Now my days are filled with more empty space than I ever imagined possible. When the boys were younger I would have paid to be able to have the opportunity to take a leisurely bubble bath, now I have the time but I don't because I'm a little fearful that if I get in there, there is a small but realistic chance I won't be able to get out - without help. It's a dang big tub! Once upon a time, I did a minimum of four loads of laundry a day and still had piles to work on over the weekend. I could never catch up. Now I wander around the house looking for enough items I can throw in the washer to justify an entire load.
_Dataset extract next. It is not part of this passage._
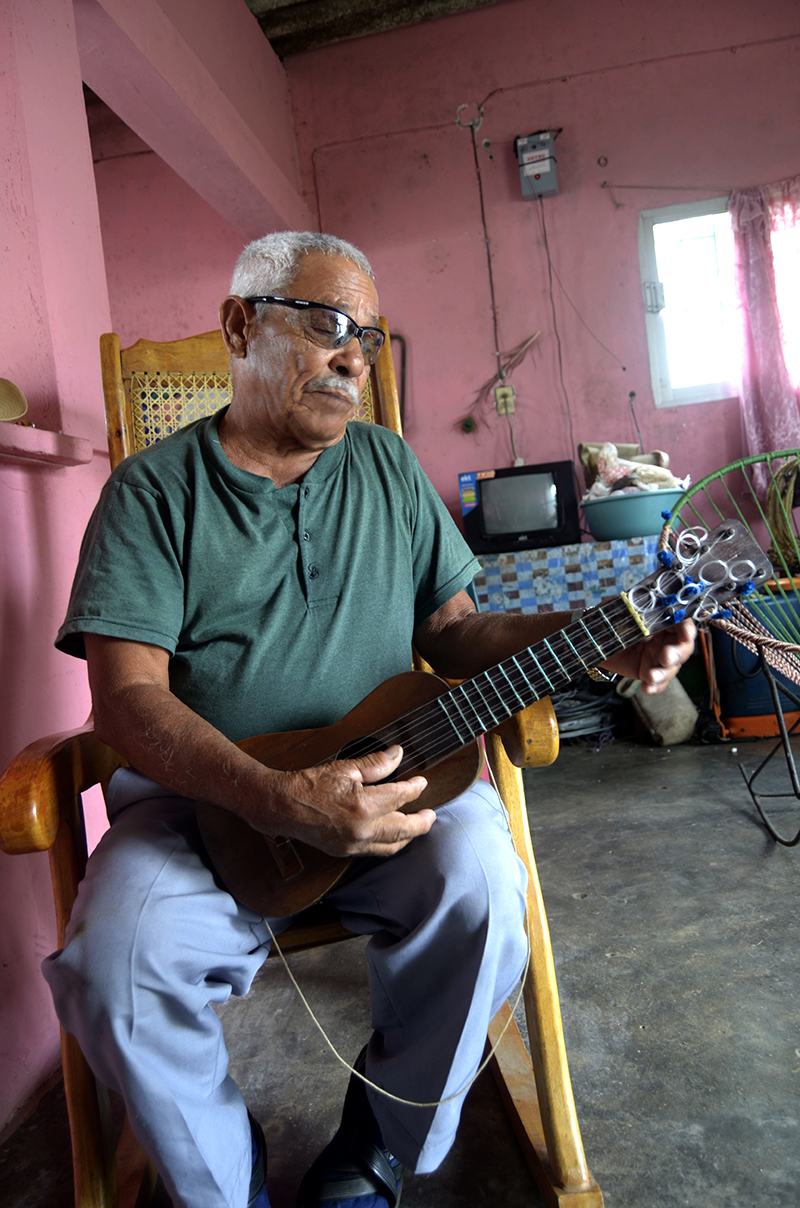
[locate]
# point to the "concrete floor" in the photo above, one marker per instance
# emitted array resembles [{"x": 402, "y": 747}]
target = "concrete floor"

So for the time being, I'm going to keep my eyes open, my pickleball gear at the ready in my car. I'm going to continue to make homemade lemonade, but now I'm going to add equal parts lemonade to Woodford Reserve. And keep looking for what I want to be when I grow up. ~
We love the empty nest... We started having children so young that we really never had time for each other and now we do. Don't get me wrong, you know the kind of Mom I was and now I'm that kind of grandma... But I've done my "job" and I did it well...2 awesome children that are thriving in life, what more could I ask for. So now it's our time.. Time for Hubby and I to get to know each other all over again and loving every minute of it. Mamma Baker, as much as you love children you should look into volunteering at Children's Mercy holding babies, it would be so rewarding for you. Good luck... It's time for you and John....enjoy!